Dams Still Proving a Bad Choice
Aug 10th, 2012
From International Rivers
Typically, at moderate sizes, power generated by dams and reservoirs is considered “green.” However, a new study from Washington State University has found that during times of drawdown — a period in which the water level behind a dam is rapidly lowered — temperate reservoirs can produce up 20 times more methane than normal.
Methane is a greenhouse gas 25 times moreeffective than CO2 at trapping heat in the atmosphere over 100-year period, and is a hundred times more potent over 20 years. It is produced naturally in reservoirs thanks to biological activity.

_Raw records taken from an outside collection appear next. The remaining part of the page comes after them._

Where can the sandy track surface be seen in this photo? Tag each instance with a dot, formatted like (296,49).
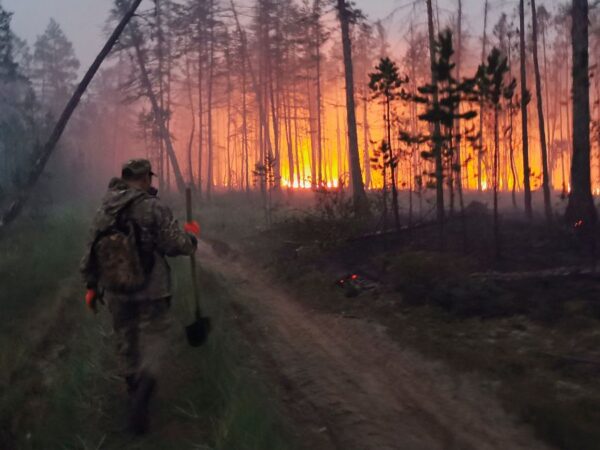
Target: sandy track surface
(350,386)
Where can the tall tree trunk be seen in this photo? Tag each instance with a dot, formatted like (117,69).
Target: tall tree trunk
(159,116)
(188,76)
(358,189)
(211,68)
(317,25)
(581,210)
(366,153)
(542,126)
(524,103)
(201,55)
(480,149)
(458,121)
(437,141)
(37,168)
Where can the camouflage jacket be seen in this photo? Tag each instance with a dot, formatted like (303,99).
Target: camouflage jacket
(160,235)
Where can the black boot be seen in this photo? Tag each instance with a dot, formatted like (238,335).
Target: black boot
(131,381)
(144,389)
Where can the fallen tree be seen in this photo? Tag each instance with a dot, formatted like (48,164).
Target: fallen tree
(45,152)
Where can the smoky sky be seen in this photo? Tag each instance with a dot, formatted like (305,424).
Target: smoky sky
(83,21)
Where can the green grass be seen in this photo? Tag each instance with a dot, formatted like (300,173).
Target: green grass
(60,389)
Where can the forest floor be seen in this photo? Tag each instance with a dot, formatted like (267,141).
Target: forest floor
(325,339)
(361,328)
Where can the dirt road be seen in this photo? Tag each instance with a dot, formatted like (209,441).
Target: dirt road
(349,386)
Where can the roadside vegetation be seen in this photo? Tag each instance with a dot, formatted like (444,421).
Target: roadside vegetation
(58,385)
(526,331)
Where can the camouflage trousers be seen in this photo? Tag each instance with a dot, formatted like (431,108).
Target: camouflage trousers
(144,335)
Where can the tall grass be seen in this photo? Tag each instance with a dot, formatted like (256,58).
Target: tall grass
(61,390)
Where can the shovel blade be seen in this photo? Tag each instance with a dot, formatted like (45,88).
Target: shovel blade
(197,333)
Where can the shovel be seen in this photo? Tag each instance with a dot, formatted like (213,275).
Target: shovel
(197,332)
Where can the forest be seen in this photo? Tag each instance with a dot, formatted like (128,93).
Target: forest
(394,211)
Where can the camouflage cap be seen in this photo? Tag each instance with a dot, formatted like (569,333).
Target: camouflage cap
(138,167)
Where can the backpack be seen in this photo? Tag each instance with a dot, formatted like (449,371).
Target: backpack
(120,263)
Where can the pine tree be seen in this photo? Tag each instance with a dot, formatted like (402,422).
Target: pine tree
(581,211)
(345,15)
(386,83)
(55,68)
(497,91)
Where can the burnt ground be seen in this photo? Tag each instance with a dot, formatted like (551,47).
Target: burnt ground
(427,340)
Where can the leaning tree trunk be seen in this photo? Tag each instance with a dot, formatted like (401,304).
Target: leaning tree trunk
(46,151)
(358,189)
(480,144)
(524,103)
(542,126)
(581,210)
(437,140)
(159,116)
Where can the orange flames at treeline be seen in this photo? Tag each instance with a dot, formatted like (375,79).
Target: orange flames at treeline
(296,112)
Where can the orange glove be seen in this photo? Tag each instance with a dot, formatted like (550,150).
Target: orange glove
(193,228)
(90,299)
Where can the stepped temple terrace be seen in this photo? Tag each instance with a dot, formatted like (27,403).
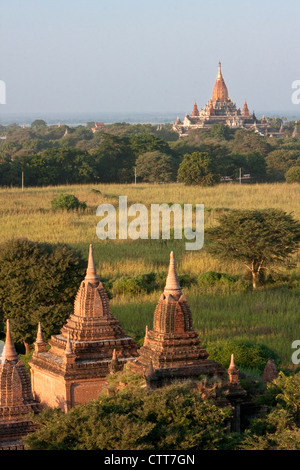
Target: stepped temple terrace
(92,346)
(75,367)
(220,109)
(16,399)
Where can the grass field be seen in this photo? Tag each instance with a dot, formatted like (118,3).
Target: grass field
(269,316)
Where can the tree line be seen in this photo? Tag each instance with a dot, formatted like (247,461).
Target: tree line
(124,153)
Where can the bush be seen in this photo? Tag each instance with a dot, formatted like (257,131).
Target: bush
(212,277)
(135,285)
(293,175)
(174,418)
(247,354)
(67,202)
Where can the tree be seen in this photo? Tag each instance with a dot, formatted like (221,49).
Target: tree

During drawdowns, though, when layers of decaying plants, among other things, are exposed, the amount of methane in the water column skyrockets. According to the study:
“Bridget Deemer, a doctoral student at Washington State University-Vancouver, measured dissolved gases in the water column of Lacamas Lake in Clark County and found methane emissions jumped 20-fold when the water level was drawn down. A fellow WSU-Vancouver student, Maria Glavin, sampled bubbles rising from the lake mud and measured a 36-fold increase in methane during a drawdown.”
Though researchers have long known that methane levels spike in reservoirs during drawdown, this study was the first to show the relationship and put a number on the actual methane emissions.